My take on the issues


I regarded Trump's election as a flip of the bird at the condescension of liberalism's most prominent faces, Barack Obama and Hillary Clinton. I also saw in it an embrace of discrimination against blacks, Hispanics, Middle Easterners, homosexuals, transsexuals, and secularists. Because I too despise Obama, Clinton, and groups such as Black Lives Matter, I sympathized, yet I regarded a vote for Trump as like setting your child's head on fire to kill the lice.

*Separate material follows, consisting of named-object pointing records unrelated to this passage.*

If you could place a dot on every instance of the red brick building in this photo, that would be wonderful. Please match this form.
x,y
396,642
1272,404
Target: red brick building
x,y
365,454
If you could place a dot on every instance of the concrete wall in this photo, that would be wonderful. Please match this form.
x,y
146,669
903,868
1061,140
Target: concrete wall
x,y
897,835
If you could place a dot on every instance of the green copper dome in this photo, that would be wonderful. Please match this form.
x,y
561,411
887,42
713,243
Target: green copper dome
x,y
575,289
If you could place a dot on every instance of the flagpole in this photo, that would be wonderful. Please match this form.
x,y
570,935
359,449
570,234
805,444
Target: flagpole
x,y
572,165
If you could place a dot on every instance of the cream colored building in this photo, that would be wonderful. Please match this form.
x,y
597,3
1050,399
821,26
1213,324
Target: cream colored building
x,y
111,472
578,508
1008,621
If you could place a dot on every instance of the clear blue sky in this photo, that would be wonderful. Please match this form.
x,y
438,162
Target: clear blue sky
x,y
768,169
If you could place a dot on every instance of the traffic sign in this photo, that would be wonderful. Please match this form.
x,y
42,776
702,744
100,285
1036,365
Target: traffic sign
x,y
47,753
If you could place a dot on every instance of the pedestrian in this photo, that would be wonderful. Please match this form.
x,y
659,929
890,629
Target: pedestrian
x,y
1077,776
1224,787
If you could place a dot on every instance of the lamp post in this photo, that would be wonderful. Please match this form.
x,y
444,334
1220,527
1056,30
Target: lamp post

I had these thoughts today because of a chain of comments between myself and a Georgia blogger (http://rhymeswithplague.blogspot.com/2017/09/the-world-is-not-ending-today-after-all.html), a chain that ended with him observing, sadly I thought, that Atlanta has become notable for its diverse cultures and religions. He would like life even less here in Oregon's Willamette Valley, because it is one of the most liberal, and least religious, parts of the country, although this isn't to say that conservatives and Christians don't abound. I didn't know how much they abounded until the "Make America Great Again" caps and bumper stickers started appearing during Trump's election bid. Sad to say, those who publicly supported Trump risked having their property vandalized, and one local man was even assaulted by a mob. Before moving to a liberal area, I imagined that being liberal meant being tolerant. After all, their bumper stickers read, "Honor Diversity."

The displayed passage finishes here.